Di fronte a tutto ciò appare con forza l’inadeguatezza della sinistra italiana ed europea…
Tutti hanno accettato il mercato così come lo presenta appunto l’economia mainstream senza rendersi conto dei problemi e senza aver avuto la capacità di elaborare delle alternative. C’è stato insomma un impigrimento mentale spaventoso nel corso degli ultimi trent’anni che ha coinvolto ovviamente tutte le sinistre europee e mondiali ed è all’origine della crisi in cui tutti quanti versano. La ragione di fondo è che il contesto economico è radicalmente cambiato, siamo arrivati a fare i conti con i limiti di capacità di carico del nostro pianeta e che quindi ogni possibilità di valorizzare le risorse umane, tecnologiche, infrastrutturali e tecniche che abbiamo a disposizione può essere attuato soltanto in un processo che sia compatibile con il contesto ambientale. E questo richiede un cambio di prospettiva che non c’è, nemmeno nella sinistra radicale, nemmeno in me. Si tratta di un lavoro ancora tutto in larga parte da elaborare anche se molti elementi su cui costruire questo processo mentale ci sono ma richiedono ovviamente uno sforzo collettivo che non è nelle facoltà di una singola persona né di una singola organizzazione.

Tanto per cominciare dovrebbe essere inserito, quando si valuta lo Stato del mondo, un parametro di carattere ambientale, tuttora completamente assente…
Oggi dire giustizia ed equità vuole dire giustizia ed equità ambientale.
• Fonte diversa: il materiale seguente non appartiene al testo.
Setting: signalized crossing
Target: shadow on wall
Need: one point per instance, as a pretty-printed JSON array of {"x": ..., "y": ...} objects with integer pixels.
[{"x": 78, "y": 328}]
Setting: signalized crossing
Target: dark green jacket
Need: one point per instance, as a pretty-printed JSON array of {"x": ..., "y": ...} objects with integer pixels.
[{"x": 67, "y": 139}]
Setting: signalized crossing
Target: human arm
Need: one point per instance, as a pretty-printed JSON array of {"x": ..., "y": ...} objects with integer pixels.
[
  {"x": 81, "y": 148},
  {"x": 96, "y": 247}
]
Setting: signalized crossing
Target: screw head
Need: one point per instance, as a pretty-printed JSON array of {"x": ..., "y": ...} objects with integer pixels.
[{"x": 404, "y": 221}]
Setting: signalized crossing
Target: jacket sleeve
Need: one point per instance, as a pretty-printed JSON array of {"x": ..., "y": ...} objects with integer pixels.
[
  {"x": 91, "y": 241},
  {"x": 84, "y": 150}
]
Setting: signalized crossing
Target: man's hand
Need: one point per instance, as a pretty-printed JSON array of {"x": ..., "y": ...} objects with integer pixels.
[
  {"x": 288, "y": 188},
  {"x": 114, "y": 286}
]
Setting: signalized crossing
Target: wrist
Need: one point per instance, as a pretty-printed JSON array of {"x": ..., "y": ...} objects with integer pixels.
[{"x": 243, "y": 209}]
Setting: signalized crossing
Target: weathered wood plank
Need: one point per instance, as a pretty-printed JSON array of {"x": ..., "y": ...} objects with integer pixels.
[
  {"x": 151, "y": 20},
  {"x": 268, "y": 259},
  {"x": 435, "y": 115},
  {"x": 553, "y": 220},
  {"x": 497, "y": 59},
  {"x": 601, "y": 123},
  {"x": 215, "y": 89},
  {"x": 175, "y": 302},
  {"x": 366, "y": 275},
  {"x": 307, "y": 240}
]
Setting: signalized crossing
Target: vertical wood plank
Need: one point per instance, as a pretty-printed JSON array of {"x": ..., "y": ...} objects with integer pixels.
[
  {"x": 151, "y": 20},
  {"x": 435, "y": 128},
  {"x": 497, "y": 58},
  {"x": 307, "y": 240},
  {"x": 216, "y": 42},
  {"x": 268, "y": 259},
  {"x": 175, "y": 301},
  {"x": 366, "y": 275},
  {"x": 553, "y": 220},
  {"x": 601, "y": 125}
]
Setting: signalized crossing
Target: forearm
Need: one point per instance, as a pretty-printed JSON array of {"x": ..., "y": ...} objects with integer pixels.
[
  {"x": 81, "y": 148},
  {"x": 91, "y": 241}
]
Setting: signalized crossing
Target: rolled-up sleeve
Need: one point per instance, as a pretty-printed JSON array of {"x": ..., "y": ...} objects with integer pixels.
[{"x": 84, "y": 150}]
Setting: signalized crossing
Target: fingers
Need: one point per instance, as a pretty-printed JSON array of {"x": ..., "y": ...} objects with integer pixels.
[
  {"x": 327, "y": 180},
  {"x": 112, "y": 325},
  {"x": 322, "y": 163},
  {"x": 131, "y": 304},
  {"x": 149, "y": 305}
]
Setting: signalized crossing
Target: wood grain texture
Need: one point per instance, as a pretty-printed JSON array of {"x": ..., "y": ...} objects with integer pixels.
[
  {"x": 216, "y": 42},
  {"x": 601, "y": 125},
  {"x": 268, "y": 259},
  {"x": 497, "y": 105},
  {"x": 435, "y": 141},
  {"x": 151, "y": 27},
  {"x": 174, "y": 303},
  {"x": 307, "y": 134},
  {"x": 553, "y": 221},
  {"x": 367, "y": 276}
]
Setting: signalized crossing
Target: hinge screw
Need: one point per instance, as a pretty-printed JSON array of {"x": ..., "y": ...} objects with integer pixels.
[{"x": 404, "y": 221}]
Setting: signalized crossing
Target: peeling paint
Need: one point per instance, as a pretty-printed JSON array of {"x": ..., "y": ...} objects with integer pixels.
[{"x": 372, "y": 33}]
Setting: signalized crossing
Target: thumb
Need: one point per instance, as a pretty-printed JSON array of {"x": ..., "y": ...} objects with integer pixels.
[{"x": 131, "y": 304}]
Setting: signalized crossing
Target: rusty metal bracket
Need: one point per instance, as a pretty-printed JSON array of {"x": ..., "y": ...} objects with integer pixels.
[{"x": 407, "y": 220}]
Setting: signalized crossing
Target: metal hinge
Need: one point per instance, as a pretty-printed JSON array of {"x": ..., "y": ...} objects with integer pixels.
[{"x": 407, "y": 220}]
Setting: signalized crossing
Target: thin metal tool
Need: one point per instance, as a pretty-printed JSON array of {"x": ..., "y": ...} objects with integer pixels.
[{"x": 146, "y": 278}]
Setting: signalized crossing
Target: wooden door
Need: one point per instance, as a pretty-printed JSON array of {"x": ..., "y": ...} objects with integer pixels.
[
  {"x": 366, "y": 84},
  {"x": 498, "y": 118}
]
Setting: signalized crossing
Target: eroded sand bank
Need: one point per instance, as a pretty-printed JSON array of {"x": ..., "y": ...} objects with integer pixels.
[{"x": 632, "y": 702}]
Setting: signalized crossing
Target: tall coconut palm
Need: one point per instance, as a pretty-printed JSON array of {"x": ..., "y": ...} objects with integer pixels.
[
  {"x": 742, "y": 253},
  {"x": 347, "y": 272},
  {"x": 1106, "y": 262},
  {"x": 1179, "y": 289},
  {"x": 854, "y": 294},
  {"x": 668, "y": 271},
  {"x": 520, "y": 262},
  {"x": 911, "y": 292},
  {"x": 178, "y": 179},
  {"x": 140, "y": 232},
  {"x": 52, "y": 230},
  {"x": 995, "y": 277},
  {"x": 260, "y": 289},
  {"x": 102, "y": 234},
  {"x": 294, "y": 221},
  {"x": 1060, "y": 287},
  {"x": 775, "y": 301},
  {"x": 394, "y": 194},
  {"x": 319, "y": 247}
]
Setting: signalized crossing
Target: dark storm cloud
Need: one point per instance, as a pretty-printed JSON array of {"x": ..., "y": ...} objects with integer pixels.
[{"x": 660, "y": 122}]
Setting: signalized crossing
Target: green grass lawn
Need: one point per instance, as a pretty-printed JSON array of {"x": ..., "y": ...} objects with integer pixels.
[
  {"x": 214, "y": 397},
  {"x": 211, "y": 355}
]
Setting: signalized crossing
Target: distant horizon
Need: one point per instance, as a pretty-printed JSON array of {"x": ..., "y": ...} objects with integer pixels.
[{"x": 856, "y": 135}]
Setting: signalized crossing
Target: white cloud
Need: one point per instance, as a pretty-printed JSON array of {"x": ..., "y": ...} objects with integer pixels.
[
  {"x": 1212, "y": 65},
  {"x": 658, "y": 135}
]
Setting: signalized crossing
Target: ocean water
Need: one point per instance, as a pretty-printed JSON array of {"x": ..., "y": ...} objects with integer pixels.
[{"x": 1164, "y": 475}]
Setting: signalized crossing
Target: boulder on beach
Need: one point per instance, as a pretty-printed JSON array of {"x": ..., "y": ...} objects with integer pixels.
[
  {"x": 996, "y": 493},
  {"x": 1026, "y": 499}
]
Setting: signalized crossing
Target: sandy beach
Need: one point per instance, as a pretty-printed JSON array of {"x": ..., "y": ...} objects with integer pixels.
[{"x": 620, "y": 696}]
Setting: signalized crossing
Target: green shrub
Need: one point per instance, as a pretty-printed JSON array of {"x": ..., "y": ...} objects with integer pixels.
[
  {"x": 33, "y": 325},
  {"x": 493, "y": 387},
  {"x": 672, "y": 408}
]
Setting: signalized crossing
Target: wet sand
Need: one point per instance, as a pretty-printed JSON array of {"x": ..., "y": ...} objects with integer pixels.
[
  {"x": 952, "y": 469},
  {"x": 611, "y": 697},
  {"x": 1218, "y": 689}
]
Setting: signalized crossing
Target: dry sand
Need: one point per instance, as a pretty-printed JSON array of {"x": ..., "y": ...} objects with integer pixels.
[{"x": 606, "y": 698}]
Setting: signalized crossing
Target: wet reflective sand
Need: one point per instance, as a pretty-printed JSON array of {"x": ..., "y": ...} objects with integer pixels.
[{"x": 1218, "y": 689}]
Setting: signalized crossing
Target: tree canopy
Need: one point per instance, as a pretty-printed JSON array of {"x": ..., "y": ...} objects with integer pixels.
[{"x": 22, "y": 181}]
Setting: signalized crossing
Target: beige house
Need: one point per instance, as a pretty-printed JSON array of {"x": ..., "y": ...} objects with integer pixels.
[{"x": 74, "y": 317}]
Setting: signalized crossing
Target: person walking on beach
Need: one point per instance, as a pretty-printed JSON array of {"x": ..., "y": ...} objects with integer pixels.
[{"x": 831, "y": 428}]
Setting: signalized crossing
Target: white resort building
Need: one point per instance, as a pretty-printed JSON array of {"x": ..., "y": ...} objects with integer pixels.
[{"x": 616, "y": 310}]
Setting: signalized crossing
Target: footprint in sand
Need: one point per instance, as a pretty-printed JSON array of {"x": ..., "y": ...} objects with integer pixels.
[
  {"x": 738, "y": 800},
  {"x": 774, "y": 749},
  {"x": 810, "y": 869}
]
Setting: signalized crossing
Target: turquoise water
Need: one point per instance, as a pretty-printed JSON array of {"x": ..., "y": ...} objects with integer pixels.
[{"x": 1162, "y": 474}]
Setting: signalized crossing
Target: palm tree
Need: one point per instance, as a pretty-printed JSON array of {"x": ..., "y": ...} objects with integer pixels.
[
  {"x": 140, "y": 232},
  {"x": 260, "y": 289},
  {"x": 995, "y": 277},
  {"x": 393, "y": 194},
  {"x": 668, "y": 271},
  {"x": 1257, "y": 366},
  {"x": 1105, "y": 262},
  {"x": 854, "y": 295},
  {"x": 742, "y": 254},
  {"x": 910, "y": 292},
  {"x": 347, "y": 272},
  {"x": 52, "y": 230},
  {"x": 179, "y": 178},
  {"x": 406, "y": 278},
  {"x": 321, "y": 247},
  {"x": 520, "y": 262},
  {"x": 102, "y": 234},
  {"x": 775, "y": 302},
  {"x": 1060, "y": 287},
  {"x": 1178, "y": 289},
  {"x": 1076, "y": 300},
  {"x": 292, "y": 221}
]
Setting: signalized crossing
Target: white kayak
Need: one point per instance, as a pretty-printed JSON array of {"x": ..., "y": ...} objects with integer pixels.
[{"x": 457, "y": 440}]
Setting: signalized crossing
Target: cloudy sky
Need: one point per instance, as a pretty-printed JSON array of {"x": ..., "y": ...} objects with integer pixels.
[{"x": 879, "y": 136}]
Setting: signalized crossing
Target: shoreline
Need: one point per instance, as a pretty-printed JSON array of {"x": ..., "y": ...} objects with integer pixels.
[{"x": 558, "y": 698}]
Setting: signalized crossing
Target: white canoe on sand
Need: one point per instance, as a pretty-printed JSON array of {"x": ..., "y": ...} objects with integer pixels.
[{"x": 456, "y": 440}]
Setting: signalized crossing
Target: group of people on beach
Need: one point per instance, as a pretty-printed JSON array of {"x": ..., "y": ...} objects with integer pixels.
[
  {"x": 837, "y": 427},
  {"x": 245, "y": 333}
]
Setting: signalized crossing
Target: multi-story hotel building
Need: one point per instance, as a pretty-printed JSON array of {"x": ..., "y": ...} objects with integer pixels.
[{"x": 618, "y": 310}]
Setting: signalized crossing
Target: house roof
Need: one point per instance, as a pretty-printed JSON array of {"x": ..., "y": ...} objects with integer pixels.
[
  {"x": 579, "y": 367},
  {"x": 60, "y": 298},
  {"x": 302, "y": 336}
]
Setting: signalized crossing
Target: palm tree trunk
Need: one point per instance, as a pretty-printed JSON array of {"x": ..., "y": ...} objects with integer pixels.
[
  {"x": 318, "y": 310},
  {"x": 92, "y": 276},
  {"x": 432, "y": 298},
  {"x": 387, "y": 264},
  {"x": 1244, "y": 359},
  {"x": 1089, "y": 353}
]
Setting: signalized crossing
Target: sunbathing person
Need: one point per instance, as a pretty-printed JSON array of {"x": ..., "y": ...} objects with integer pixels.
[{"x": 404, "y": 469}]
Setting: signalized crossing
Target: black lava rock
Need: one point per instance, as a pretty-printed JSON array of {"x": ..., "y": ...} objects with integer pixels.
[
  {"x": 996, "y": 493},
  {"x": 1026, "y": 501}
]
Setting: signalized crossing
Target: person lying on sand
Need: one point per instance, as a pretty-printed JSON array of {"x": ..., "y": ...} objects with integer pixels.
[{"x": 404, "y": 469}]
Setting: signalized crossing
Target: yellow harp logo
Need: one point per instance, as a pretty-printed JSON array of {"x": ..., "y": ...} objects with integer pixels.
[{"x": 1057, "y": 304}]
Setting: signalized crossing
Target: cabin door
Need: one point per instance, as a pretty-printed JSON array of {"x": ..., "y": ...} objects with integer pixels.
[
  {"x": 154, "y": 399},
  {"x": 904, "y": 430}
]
Non c’è assolutamente nessuna possibilità di dare ascolto e di rispettare i diritti di tutti se non nell’ambito di un processo che rispetti in primo luogo l’ambiente. Se non lo si fa chi ne trae vantaggio lo fa sicuramente a discapito di qualcun altro e in genere della maggioranza della popolazione mondiale, ma anche ovviamente in ambiti più ristretti. Equità e rispetto dell’ambiente sono ormai due processi indissolubili. Non si può parlare dell’uno dimenticando l’altro. Non è un caso che Monti, pur accreditandogli le migliori intenzioni in termini di equità, non ha mai citato l’ambiente nei suoi discorsi e non è assolutamente in grado di parlarne.

Nel futuro possiamo ancora assegnare, nel contesto appena descritto, un ruolo alle sinistre siano esse moderate o antagoniste?
Detto francamente non credo che la distinzione tra destra e sinistra abbia più significato. È chiaro che gli interlocutori del mio discorso e di tutte le iniziative che si possono intraprendere si trovano oggi in gran parte all’interno della sinistra. Ma credo che proprio il fatto che si rifacciano alla sinistra sia un handicap. Perché tracciano dei confini assolutamente privi di un reale significato nei confronti di molte altre realtà e soggettività che potrebbero essere recuperate.

Insomma serve una rifondazione totale della politica?
Direi proprio di sì. Sono processi molecolari, che non richiedono dei proclami o dei convegni, e che devono porre l’accento su ciò che veramente conta e non su qualcosa che invece appartiene al nostro pur degnissimo passato.